The importance of onsite issues should never be underestimated. The introduction of Panda in February 2011 gave clear intent from Google that website owners should keep their house in order.
The recent news that Panda is no longer a stand-alone update but now an integrated part of the overall algorithm shows that onsite issues are still vitally important.
I am still shocked by the number of websites that get this aspect of SEO wrong. Fine-tuning your website provides so many easy wins, have a look at my previous post where I showed how a couple of quick onsite edits resulted in organic traffic increased by nearly 1000%.
If your site is under optimised, over optimised, riddled with duplicate or thin content – you are literally throwing traffic out of the window.
If you worry that this might be you, do not fear as the process you need to fix the issue is easy and straightforward.
Step 1: Collect Your Indexed Pages
Teh simple test is to do a site search, for a full in-depth audit of your site, you will want to do a full check on how to find duplication.
Run a site search on Google to pull out all the indexed pages.
Skim through the Google Doc until you find something that does not belong. We are looking for:
- Thin category pages
- Login pages
- URL variations
WARNING: the main reason why I decided to write this post was that of the colleague of mine. One of our clients has a duplication issue and had a few too many indexed pages. My colleagues reasoning was that if he blocked the pages via Robots.txt the duplication would be fixed. DO NOT DO THIS.
If you block the pages via Robots.txt you are stopping the crawler accessing the pages, if you stop the crawler you cannot get the crawler to remove the pages from the index.
Step 2: NOINDEX
To remove the pages from the index, you will need to add the NOINDEX tag to the <head> section of all the URLs that you identified in the Google Doc.
The NOINDEX tag has the following format:
<META NAME=”ROBOTS” CONTENT=”NOINDEX”>
Note: I don’t use the NOFOLLOW tag as I want to crawler to keep on crawling the pages on my sites. I only use the NOFOLLOW tag in exceptional circumstances.
Step 3: Google’s Search Console
Once the NOINDEX tag has been added to the pages, the next step is to hurry the process along a little.
The first thing to do is submit a new sitemap in Google’s Search Console (formally Google’s Webmaster Tools). Adding a new sitemap will increase the likelihood that Google will re-crawl the website so they can see the NOINDEX tags.
On the left-hand navigation, click ‘Crawl’ then ‘Sitemaps’ and either resubmit or submit a sitemap.
The second action to take is to manually request the removal of the URLs within the Search Console. Please do not be lazy and just remove the URLs without adding the NOINDEX tag.
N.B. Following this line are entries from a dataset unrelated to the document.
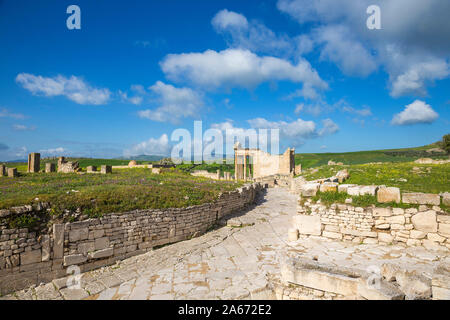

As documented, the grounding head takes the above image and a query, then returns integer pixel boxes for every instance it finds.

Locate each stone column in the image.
[101,166,112,174]
[28,153,41,173]
[45,162,56,173]
[8,168,18,178]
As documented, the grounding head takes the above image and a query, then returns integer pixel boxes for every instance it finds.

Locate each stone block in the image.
[53,224,64,259]
[27,153,41,173]
[377,187,400,203]
[402,192,441,206]
[101,165,112,174]
[8,168,19,178]
[320,182,338,192]
[64,254,87,267]
[293,215,322,236]
[411,210,438,232]
[95,237,109,250]
[372,208,392,217]
[301,183,320,197]
[89,248,114,259]
[20,249,42,265]
[86,166,97,173]
[45,162,56,173]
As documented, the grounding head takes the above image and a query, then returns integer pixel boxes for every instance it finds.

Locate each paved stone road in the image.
[3,188,450,300]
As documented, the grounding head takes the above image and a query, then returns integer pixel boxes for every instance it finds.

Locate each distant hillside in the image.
[295,142,449,169]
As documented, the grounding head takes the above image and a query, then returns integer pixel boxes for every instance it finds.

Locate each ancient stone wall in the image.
[0,183,261,295]
[293,200,450,250]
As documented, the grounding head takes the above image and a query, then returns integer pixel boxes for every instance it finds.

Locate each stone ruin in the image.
[58,157,81,173]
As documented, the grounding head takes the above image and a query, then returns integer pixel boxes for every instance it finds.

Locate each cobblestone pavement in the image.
[3,188,450,300]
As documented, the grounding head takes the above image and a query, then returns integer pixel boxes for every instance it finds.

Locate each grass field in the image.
[303,162,450,193]
[295,143,448,169]
[0,168,240,216]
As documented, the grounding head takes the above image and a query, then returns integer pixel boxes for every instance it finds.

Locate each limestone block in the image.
[377,187,400,203]
[386,216,406,224]
[20,249,42,265]
[53,224,64,259]
[359,186,378,196]
[45,162,56,173]
[95,237,109,250]
[427,232,446,243]
[409,230,427,239]
[288,228,298,241]
[301,183,320,197]
[320,182,338,192]
[439,223,450,236]
[442,192,450,206]
[378,232,394,243]
[293,215,322,236]
[338,184,355,192]
[8,168,19,178]
[372,208,392,217]
[402,192,441,206]
[411,210,438,232]
[64,254,87,267]
[89,248,114,259]
[101,165,112,174]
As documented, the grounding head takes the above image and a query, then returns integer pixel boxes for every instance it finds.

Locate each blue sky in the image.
[0,0,450,160]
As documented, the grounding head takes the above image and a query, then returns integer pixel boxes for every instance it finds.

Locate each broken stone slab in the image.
[402,192,441,206]
[89,248,114,259]
[301,183,320,197]
[292,215,322,236]
[411,210,438,232]
[281,259,361,297]
[100,165,112,174]
[64,254,87,267]
[8,168,19,178]
[45,162,56,173]
[377,187,401,203]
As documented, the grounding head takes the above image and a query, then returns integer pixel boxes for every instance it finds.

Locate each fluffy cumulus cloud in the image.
[161,49,328,97]
[39,147,69,157]
[16,73,111,105]
[124,134,171,157]
[138,81,204,123]
[277,0,450,97]
[392,100,439,126]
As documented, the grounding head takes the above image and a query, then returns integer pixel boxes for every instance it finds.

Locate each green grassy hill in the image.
[295,142,448,169]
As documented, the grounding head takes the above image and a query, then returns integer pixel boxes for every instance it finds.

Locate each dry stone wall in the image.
[0,183,261,295]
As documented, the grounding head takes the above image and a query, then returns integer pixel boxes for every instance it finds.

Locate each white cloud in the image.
[0,108,25,119]
[138,81,204,123]
[39,147,68,157]
[391,100,439,126]
[161,49,328,92]
[16,73,111,105]
[277,0,450,97]
[13,124,36,131]
[124,134,171,157]
[211,9,248,31]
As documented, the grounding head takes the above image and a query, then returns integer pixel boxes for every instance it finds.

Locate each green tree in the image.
[442,134,450,153]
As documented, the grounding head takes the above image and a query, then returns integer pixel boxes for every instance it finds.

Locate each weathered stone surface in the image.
[301,183,320,197]
[100,165,112,174]
[402,192,441,206]
[89,248,114,259]
[372,208,392,217]
[64,254,87,266]
[411,210,438,232]
[377,187,400,203]
[20,249,42,265]
[293,215,322,236]
[45,162,56,173]
[53,224,64,259]
[8,168,19,178]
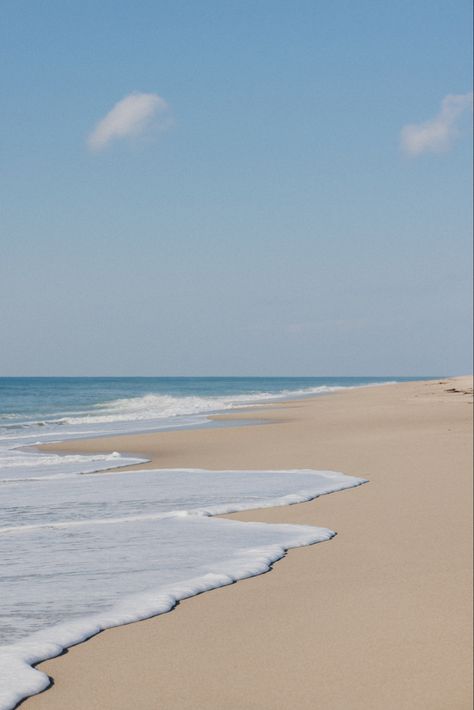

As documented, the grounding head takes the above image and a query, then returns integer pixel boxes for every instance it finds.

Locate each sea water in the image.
[0,378,420,710]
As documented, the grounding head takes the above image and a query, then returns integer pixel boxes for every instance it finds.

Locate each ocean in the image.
[0,377,422,710]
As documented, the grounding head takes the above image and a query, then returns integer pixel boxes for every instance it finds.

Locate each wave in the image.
[0,469,365,710]
[42,385,382,425]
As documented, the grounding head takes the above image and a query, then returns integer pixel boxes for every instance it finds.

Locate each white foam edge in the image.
[0,469,367,710]
[0,468,368,536]
[0,520,335,710]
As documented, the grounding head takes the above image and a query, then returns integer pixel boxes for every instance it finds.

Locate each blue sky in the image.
[0,0,472,375]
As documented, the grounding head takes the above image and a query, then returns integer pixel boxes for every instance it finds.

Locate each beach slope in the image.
[22,378,472,710]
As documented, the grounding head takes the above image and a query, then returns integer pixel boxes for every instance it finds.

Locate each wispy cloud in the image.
[401,92,473,156]
[87,92,172,151]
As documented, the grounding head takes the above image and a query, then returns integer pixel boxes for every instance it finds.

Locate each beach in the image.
[22,377,472,710]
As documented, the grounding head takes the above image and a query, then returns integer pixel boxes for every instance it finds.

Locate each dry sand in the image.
[22,378,472,710]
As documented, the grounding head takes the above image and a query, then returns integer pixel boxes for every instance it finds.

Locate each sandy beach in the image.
[22,377,472,710]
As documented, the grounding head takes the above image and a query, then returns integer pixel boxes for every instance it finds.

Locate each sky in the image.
[0,0,472,376]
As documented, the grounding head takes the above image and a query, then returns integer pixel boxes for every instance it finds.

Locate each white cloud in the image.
[401,93,473,156]
[87,92,171,151]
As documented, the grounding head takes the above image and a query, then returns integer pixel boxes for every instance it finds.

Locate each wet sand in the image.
[22,378,472,710]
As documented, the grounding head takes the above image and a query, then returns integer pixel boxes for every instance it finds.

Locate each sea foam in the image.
[0,469,364,710]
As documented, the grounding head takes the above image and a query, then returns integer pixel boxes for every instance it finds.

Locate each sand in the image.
[22,378,472,710]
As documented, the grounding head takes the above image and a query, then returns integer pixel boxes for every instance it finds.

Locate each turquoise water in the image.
[0,376,422,428]
[0,377,430,710]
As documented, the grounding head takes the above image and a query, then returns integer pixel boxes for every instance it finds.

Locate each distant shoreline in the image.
[25,377,472,710]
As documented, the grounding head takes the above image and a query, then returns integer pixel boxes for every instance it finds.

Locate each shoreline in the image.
[24,378,471,710]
The pages will drop out of the index temporarily but if you do not deal with them (NOINDEX, 301 etc), they will get indexed again. As Google state on the page:
Temporarily remove URLs that you own from search results. To remove content permanently, you must remove or update the source page.
To do this, select your site in the Search Console, and on the left-hand side navigation, select ‘Google Index’ and then ‘Remove URLs’.
Once you are there, click ‘Temporary Hide’ and paste in your URLs one by one and on the following page request their removal from the index.
There are a number of different options available to you on the removal request screen. These are:
- Temporarily hide the page from the search results and remove from cache
- Remove the page from cache only
- Temporarily hide directory
For the purpose of this exercise, we want to “Temporarily hide the page from the search results and remove from cache”.
Step 4: Robots.txt
Now that we have stopped the pages reentering the index (NOINDEX tag) and removed them from the index (Google Search Console) we can also add an extra layer of protection and stop the crawlers accessing certain sections of your site.
Step 5: Keeping it tidy
I tend to run a quick site search every month on the sites I work with. I know roughly how many pages should be indexed. If there is anything out of place, I investigate further. It only takes 30 seconds to do a site search and the benefits vastly outstrip a waste of 30 seconds.